The tent villages of the Occupy movement — including those here in Maine — are excellent visual reminders of, and ever-present embodiments of, the social- and economic-justice challenges that our society faces. More specifically, these physical occupations of public space serve as painfully obvious analogues to the occupations of our government offices (and office-holders) by corporate lobbyists working for their own ends, rather than toward true democracy.

As some tents are packed up or slashed to pieces, others fight to remain in place — seeking for actual living humans the type of bureaucratic and legal protection that corporate personhood long ago gave to unborn, undying companies.
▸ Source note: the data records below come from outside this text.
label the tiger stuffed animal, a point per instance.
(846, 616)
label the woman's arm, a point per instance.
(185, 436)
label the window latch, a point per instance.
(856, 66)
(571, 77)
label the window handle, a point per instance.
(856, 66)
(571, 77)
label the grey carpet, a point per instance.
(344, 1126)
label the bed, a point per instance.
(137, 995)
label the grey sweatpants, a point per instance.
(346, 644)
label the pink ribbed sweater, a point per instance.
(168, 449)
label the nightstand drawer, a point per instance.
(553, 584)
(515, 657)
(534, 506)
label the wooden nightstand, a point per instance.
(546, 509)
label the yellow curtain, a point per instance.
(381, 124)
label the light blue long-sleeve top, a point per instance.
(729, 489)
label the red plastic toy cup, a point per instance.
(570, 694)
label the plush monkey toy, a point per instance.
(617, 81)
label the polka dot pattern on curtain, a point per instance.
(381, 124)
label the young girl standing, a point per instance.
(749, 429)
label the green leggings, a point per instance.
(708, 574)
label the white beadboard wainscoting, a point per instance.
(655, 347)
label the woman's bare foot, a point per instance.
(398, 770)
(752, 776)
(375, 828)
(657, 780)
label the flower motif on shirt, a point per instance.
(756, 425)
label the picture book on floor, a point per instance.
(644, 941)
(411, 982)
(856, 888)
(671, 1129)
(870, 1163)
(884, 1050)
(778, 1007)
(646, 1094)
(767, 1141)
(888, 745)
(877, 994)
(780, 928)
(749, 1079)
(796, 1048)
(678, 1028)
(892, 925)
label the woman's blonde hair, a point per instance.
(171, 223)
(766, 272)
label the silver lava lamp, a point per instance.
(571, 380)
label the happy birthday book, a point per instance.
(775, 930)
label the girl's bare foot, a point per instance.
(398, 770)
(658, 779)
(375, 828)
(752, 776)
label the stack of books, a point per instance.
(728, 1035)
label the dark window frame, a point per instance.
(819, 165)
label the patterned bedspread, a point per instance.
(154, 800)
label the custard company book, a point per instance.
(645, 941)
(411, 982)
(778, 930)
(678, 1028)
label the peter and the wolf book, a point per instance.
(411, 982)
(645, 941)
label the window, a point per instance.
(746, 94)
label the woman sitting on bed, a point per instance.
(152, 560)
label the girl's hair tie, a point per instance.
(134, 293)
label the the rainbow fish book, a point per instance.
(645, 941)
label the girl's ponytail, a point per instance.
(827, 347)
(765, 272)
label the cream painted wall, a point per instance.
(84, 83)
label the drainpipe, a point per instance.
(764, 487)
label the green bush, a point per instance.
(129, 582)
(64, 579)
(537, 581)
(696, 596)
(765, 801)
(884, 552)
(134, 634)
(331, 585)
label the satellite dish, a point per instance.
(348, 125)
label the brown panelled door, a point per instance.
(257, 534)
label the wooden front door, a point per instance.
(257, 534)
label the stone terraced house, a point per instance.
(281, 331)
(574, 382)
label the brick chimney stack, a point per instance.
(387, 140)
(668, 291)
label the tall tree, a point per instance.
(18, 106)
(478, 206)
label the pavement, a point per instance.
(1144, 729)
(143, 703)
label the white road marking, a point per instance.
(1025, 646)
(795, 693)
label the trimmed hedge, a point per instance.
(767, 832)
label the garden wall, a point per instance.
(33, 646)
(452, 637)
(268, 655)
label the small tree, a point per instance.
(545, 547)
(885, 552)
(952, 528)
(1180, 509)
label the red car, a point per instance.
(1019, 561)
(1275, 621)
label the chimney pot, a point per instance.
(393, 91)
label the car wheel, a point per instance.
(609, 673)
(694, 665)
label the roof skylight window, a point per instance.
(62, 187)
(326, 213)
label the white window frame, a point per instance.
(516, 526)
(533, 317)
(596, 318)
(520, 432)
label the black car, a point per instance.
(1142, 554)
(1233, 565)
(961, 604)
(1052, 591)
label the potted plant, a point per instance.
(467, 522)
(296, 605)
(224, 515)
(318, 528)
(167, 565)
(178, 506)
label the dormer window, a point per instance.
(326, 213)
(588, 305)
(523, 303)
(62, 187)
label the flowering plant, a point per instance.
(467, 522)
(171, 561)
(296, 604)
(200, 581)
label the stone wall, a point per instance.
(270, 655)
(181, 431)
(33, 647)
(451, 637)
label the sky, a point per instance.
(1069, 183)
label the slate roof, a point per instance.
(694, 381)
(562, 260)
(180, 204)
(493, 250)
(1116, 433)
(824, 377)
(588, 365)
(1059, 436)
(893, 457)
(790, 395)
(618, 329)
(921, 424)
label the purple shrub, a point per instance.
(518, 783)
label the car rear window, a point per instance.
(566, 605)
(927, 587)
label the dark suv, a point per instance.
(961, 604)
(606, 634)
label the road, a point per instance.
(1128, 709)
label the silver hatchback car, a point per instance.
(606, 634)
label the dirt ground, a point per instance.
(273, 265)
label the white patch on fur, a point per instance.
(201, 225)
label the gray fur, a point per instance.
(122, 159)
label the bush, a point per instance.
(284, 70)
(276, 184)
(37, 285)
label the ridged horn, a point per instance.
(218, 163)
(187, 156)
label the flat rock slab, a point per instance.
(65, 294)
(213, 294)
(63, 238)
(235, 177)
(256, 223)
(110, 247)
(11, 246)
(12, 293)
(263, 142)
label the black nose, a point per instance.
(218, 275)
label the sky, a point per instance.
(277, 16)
In that effort, though, the real Occupy messages are at risk of getting lost.

A great deal of the media coverage — including much of the Phoenix's own — has focused on the decisions and efforts surrounding staying, going, or resisting eviction. (Would that our elected officials and police agencies spent half the energy evicting corporations from our unrepresentative government that they have on throwing out poor, disadvantaged people from a fledgling but very real democratic movement.)

Occupiers here and elsewhere have blamed the media for that, er, preoccupation, but many of the protesters themselves have noticed that their own efforts to preserve the encampments have taken away from time and energy they could have spent seeking actual redress of their real grievances.

As the various Occupy groups decide exactly what forms their protests will take, one of the debates will be about how — and whether — they can use the corporate-owned mainstream media to their advantage. They can, and they should.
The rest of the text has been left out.